Bisimwa Rukunda, un homme de 41 ans père de six enfants interrogé à Kilolirwe dans la province du Nord-Kivu (est), a dit avoir reçu au moins trois balles dans la jambe tirées par le M23 au cours d’une soirée où l’armée congolaise a été chassée après plusieurs heures de combat avec les rebelles.
« Ils m’ont forcé d’abord parmi plusieurs autres personnes d’enterrer les cadavres des militaires » des Forces armées de la RDC (FARDC) « et quelques civils du village tués au combat. Après, le soir, quelques membres de la rébellion m’ont suivi à la maison et ont lancé plusieurs balles sur moi alors que je dormais », a-t-il raconté à Xinhua en estimant que les rebelles le considéraient comme un témoin gênant de la situation vécue à Kilolirwe.
Si M. Rukunda a survécu à ses blessures, la femme de Jacques Mihigo, un autre habitant de Kilolirwe, n’a pas eu cette chance après avoir reçu une balle dans la tête quelques jours après la prise de la ville par les rebelles du M23 en début d’année.
« Ils ont tiré une balle dans la tête de ma femme alors qu’ils étaient en train de mener les opérations de fouille dans les maisons des civils à la recherche des militaires des FARDC », a affirmé à Xinhua Jacques Mihigo.
Joint au téléphone par Xinhua, Willy Ngoma, porte-parole militaire du M23, a nié les accusations de la population contre son groupe.
A Kibumba, toujours dans le Nord-Kivu, dernière position occupée en novembre dernier par les rebelles, la population accuse le M23 d’avoir complètement saccagé l’Hôpital général de référence de la ville. Ses matériels et autres équipements ont été détruits ou emportés.

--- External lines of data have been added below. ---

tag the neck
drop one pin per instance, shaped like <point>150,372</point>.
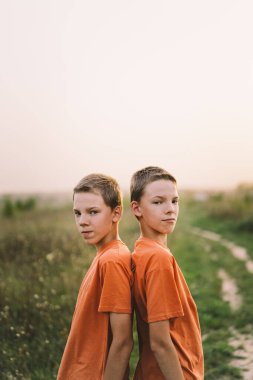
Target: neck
<point>160,238</point>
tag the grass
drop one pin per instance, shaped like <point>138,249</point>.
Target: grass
<point>42,263</point>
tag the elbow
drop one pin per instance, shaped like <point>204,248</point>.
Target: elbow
<point>158,346</point>
<point>124,345</point>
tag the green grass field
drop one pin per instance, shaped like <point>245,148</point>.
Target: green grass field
<point>42,263</point>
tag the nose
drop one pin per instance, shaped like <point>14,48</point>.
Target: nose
<point>169,208</point>
<point>83,220</point>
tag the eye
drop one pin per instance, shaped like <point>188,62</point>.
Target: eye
<point>93,212</point>
<point>157,202</point>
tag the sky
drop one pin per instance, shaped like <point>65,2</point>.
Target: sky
<point>114,86</point>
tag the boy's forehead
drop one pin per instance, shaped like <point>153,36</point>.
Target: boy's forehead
<point>88,198</point>
<point>161,187</point>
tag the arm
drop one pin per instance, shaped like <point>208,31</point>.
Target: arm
<point>121,346</point>
<point>164,350</point>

« Nous essayons de reconstruire notre quotidien comme c’était avant dans notre cité de Kibumba. Mais comment faire lorsque nous ne pouvons même plus avoir les moyens de nous soigner lorsqu’on tombe malade simplement parce que l’hôpital est hors service ? Les rebelles ont tout détruit », déplore Wawina Kasemire, une jeune femme.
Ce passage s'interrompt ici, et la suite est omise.